Oddly, for a technology start-up, the upcoming social music app wahwah.fm was inspired by technology that debuted over twenty years ago.
“Remember the first Sony Walkmans?” asks Philipp Eibach, the founder and CEO of Berlin-based wahwah.fm, a free mobile app set to launch in June. “They had two audio jacks, so you could plug in two headphones at once and listen to music together on the go. It wasn’t very convenient because the wires restricted the movements, but the idea behind it was pretty cool: sharing music while staying mobile.”
Wahwah.fm duplicates that concept in wireless form, with an app that allows for multiple users to listen to the same personalized radio stations from wherever they are. To create a station, you’ll simply choose some songs stored on your iPhone to create a station playlist and start listening/broadcasting. Eibach says the app is designed to help people connect with each other by listening to the same music at the same time in a Walkman-like portable setting, with a text chat function that lets them talk about the music. In addition, you can listen by location.
“People listen to other music in Austin than they do in Berlin or New York,” he says. “You can check in and discover music that way by tapping into a city’s tastes. There’s a sort of serendipity that comes from patterns of movement, and who’s listening to what where.”

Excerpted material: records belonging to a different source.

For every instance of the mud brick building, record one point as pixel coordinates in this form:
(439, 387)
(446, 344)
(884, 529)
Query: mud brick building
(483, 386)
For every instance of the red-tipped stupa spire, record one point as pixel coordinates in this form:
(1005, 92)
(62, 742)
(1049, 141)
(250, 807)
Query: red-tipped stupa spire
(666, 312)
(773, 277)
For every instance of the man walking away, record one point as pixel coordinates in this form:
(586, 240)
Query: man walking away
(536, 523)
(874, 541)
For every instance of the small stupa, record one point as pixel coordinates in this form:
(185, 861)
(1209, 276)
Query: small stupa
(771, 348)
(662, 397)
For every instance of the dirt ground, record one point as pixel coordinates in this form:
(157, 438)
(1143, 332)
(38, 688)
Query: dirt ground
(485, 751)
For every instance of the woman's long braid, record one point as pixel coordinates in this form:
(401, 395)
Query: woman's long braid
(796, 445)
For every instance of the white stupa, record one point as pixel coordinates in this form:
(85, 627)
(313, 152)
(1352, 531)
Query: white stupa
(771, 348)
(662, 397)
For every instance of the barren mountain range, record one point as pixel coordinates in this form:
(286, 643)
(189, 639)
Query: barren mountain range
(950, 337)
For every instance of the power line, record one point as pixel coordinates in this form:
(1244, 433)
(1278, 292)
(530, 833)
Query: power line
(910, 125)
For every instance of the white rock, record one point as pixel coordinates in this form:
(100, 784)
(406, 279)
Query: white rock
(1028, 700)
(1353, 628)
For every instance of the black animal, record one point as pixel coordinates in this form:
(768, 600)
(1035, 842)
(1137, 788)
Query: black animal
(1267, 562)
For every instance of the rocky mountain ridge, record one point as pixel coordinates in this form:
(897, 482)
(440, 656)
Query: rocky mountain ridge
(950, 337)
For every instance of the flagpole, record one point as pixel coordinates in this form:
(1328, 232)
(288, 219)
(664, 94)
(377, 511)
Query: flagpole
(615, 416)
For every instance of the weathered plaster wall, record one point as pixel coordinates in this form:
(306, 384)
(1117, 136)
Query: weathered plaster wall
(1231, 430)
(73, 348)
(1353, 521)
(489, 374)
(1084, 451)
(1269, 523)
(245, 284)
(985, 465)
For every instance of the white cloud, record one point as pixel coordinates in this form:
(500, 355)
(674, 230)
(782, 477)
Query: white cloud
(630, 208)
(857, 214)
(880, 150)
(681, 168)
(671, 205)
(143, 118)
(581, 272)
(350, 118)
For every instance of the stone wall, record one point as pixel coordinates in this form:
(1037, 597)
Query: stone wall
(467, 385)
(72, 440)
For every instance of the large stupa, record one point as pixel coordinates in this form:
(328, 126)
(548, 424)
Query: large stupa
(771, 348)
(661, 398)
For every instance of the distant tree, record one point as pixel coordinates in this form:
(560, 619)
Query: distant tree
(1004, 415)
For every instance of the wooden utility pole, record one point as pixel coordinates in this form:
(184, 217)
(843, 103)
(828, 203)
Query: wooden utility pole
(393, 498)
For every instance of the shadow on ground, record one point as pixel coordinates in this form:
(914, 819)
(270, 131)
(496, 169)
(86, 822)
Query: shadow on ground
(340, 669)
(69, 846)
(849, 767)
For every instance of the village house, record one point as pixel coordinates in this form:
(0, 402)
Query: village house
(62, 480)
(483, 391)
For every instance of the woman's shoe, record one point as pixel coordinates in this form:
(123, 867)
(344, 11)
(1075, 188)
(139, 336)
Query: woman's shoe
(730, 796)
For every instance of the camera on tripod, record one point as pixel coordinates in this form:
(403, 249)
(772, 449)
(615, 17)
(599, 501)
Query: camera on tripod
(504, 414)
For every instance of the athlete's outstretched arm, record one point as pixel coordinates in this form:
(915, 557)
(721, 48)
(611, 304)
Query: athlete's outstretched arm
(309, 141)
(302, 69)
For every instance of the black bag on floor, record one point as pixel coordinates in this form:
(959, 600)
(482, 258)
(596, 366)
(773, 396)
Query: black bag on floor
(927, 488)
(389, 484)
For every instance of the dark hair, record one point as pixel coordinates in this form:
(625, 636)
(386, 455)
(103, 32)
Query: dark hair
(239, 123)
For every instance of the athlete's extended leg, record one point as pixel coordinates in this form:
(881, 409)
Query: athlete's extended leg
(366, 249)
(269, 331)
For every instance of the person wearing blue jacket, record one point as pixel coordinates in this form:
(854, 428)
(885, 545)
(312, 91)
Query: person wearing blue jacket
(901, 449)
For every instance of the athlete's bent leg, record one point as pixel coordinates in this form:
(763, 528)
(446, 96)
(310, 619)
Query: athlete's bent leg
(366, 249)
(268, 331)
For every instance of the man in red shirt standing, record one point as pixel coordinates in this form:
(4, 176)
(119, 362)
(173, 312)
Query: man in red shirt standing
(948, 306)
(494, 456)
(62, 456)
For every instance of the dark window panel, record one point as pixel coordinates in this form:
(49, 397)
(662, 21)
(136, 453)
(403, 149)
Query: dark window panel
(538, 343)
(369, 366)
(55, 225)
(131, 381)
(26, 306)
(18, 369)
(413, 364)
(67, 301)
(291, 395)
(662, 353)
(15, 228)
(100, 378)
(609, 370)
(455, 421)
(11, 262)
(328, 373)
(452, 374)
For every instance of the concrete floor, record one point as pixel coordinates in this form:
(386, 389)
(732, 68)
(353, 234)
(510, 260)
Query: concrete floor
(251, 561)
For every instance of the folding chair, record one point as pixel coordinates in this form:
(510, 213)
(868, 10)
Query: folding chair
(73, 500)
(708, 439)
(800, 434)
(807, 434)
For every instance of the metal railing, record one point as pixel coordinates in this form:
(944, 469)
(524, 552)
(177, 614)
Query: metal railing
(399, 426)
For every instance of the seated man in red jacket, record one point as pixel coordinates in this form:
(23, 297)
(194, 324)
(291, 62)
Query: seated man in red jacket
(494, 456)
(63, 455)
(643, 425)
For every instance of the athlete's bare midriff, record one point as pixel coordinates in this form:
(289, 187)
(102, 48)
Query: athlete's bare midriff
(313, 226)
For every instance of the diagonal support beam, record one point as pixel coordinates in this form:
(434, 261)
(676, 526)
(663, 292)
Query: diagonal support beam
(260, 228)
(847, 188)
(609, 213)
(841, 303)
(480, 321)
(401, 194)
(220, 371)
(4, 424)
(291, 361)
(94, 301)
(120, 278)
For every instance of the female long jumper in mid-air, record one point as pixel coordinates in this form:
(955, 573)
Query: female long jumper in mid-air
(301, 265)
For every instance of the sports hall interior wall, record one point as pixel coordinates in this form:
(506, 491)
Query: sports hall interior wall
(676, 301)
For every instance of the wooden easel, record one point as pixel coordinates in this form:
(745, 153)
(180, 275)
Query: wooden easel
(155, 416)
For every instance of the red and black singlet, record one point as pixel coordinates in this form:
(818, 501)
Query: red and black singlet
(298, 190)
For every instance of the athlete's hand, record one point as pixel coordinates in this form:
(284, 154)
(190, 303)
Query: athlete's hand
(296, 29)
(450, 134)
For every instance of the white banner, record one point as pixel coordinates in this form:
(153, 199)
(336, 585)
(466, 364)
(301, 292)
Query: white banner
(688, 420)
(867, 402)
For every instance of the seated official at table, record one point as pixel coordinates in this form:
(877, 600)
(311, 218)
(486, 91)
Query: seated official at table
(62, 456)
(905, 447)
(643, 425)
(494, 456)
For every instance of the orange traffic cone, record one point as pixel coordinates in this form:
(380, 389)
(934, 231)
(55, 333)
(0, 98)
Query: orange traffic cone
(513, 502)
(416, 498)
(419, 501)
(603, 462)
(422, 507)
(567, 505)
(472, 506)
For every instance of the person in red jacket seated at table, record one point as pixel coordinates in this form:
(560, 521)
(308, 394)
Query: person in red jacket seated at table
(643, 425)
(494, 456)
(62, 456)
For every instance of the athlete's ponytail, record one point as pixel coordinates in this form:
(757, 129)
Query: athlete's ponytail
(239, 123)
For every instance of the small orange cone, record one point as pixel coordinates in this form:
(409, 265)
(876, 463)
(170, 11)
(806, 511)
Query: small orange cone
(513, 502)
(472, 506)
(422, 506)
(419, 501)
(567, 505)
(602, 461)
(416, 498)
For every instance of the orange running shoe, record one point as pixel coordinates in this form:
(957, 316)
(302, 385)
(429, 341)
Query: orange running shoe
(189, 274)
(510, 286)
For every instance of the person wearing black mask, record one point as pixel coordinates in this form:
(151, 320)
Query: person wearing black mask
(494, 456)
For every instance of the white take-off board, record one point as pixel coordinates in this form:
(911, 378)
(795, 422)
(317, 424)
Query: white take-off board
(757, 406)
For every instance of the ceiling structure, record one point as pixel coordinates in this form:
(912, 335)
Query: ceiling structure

To keep things simple, wahwah.fm plans to limit station sharing to your friend list, or the twenty other listeners nearest your location. That way, Eibach says, users will be more likely to have real interactions around the music they’re listening to.
“Wahwah is about music recommendation,” he explained. “If you like a song that you hear on someone else’s station, you can bookmark it and use the wahwah.fm website to purchase the song or album it’s on. [That feature] is sort of like a diary: a shelf for all the stuff that you collect during the day.”
In addition to building a network with your friends and following other wahwah.fm users in your area, you can also tune into a random station by clicking on a “Listen Now” button. This takes you to a nearby user’s station with the musical taste most similar to your own.
The app has a web-based doppelgänger in Songza, which also touts itself as a personalized, sharable radio station, and shares the ability to listen to people’s stations based on their location with the mobile app Soundtrckr. The main difference here is that users on wahwah.fm listen to stations at the same time, sort of like traditional radio.
This means means no song skipping, but for Eiback, the trade-off is worth it. Listening synchronicity means that when wahwah.fm users text each other within the app, they can talk about what they’re listening to at that moment. Users can also recommend stations to each other.
“It’s this feeling of togetherness and feeling connected to somebody else musically that we’re trying to bring to our users,” Eibach says. “We’re don’t want to reinvent social networking, but [it] is an effective means of discovering new music.”
We saw wahwah.fm in action, and it was operational, although the app won’t be ready for official release until June.